The best way to think of a motif is as a side-kick to your theme. It has a certain power that your theme does not, because, unlike a theme, it is concrete rather than nebulous. It is your theme re-imagined as an object, a colour, or a word.
For example, in 'Othello', the word 'monster' and 'monstrous' appears many times.
IAGO: Oh, beware, my lord, of jealousy! It is the green-eyed monster which doth mock The meat it feeds on.
With this motif, Shakespeare is highlighting the theme of betrayal. Someone we trust may, in fact, be a monster.
So how can I use one in my work?
Take a look at these examples. For each of the themes below, I have chosen a possible motif.
THEME POSSIBLE MOTIF
Loneliness Empty vase
Although these may seem obvious, well handled they could add resonance and meaning to your story. They could explicitly or implicitly highlight to the reader what you think are the important themes of your book.
They can also tie two or more disparate moments in your novel together, remind your reader that although these chapters seem different they are actually pointing to the same idea.
Motifs can help even in the planning stages.

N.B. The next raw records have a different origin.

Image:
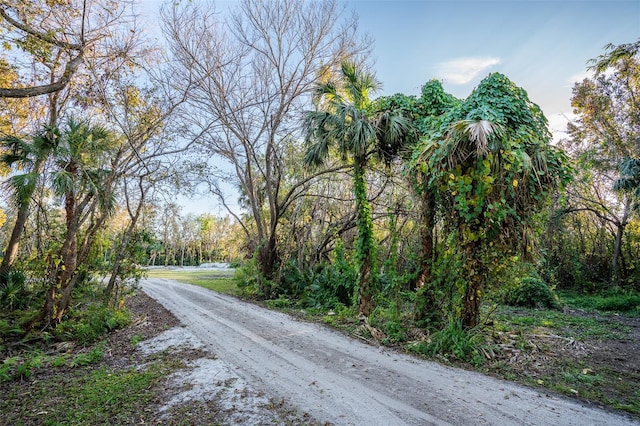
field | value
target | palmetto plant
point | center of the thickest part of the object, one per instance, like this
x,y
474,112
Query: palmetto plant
x,y
85,183
346,121
26,158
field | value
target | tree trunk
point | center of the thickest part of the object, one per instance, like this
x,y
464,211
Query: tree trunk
x,y
471,305
427,216
617,246
267,259
364,246
11,253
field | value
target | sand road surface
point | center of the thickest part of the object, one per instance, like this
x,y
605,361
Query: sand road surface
x,y
342,381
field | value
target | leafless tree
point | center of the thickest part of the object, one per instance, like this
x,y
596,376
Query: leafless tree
x,y
252,70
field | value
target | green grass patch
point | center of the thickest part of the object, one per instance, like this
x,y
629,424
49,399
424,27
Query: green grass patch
x,y
614,300
220,281
87,396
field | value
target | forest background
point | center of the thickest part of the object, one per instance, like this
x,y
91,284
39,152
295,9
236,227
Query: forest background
x,y
424,210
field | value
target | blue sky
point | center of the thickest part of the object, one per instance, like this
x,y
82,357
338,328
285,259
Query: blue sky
x,y
542,46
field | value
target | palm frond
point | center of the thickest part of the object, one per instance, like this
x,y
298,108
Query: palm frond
x,y
23,186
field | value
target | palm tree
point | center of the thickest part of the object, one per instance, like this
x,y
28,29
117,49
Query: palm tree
x,y
346,120
86,186
29,158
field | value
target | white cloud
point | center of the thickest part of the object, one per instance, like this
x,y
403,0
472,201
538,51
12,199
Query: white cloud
x,y
558,124
463,70
579,77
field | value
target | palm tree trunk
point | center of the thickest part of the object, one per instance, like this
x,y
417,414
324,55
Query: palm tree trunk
x,y
427,213
11,253
471,304
364,248
617,247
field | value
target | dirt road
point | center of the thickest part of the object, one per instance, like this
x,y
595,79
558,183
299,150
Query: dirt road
x,y
345,382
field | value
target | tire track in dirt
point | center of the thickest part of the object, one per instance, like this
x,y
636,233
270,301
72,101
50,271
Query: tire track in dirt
x,y
343,381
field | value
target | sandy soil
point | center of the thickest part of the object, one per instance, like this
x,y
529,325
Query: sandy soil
x,y
337,380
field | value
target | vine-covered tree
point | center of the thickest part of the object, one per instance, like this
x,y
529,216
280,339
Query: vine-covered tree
x,y
494,169
345,119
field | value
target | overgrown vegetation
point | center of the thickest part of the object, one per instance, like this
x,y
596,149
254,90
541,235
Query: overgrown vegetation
x,y
422,217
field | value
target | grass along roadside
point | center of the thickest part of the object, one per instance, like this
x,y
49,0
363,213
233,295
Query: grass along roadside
x,y
94,394
221,281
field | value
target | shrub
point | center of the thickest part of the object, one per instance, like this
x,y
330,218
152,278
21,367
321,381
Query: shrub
x,y
92,324
532,292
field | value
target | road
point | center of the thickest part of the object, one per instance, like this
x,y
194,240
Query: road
x,y
343,381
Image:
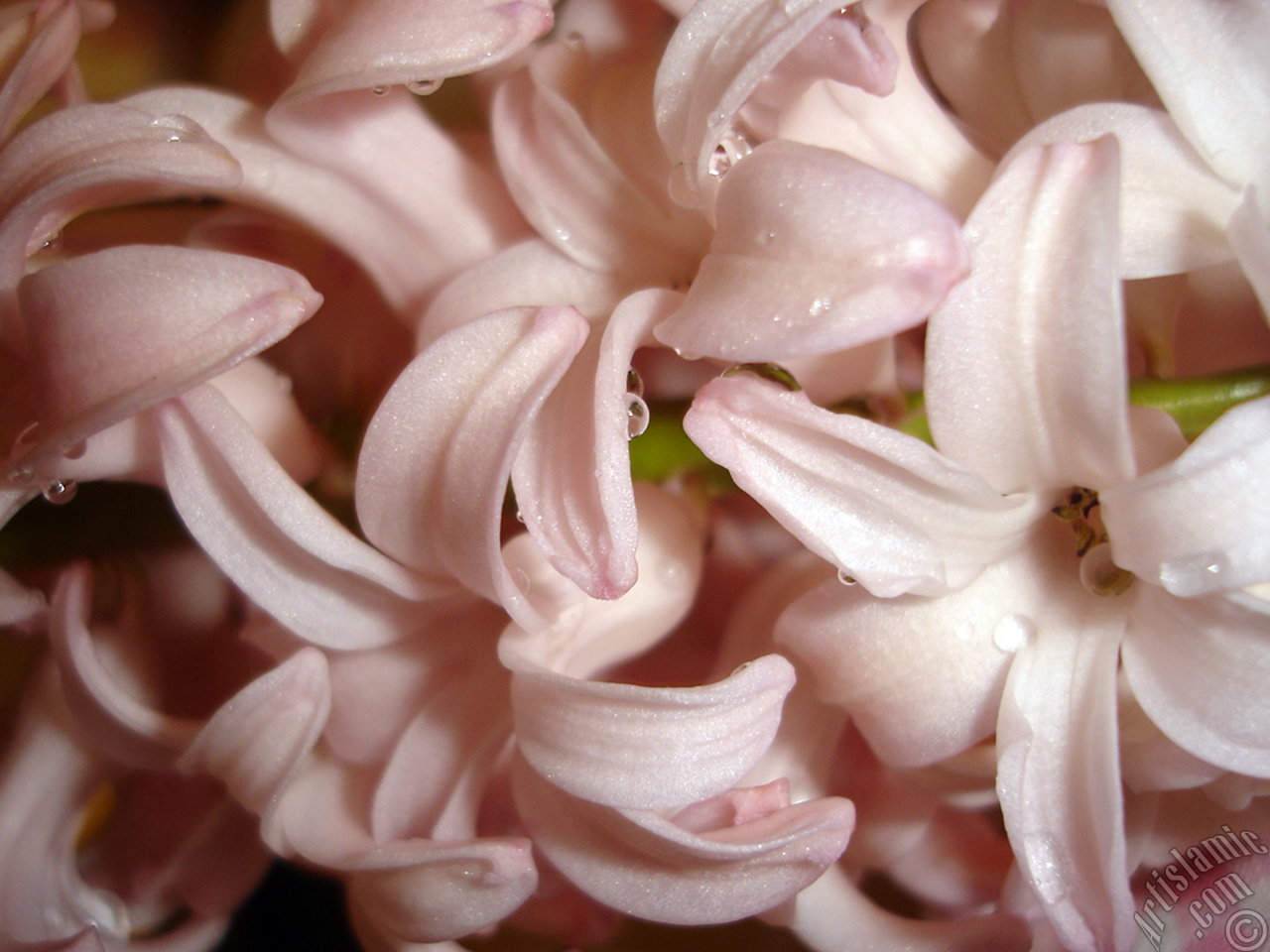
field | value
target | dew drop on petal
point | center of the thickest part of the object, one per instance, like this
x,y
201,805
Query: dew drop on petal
x,y
60,492
1012,633
425,87
636,416
1194,575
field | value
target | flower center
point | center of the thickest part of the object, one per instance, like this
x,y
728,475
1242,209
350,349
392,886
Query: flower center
x,y
1098,572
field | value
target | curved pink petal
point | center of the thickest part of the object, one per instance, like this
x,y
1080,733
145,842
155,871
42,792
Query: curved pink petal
x,y
716,59
572,476
815,253
1173,207
255,743
830,915
944,694
434,777
1206,60
908,134
371,175
429,892
376,44
1198,667
113,717
114,331
46,53
645,865
1058,775
574,193
1199,524
1250,236
1025,380
883,507
437,454
581,636
640,748
530,273
91,157
272,538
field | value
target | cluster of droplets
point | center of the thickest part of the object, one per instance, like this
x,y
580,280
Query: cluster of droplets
x,y
56,490
421,87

Not only might your motif be powerful in your end product, they are also highly useful when writing a first draft. A motif will enable you to clarify what your work is about. Even at the early stages it is worth thinking about what object, colour, song or word, condenses your theme into a single concrete motif. This will help you visualise your theme and to keep it at your side in a tangible form.
So now it's over to you. Draw, paint, find pictures on Pinterest, listen to your favourite music - find whatever you can which speaks to the theme of the novel. Then pepper your novel with your motif judiciously. Good luck!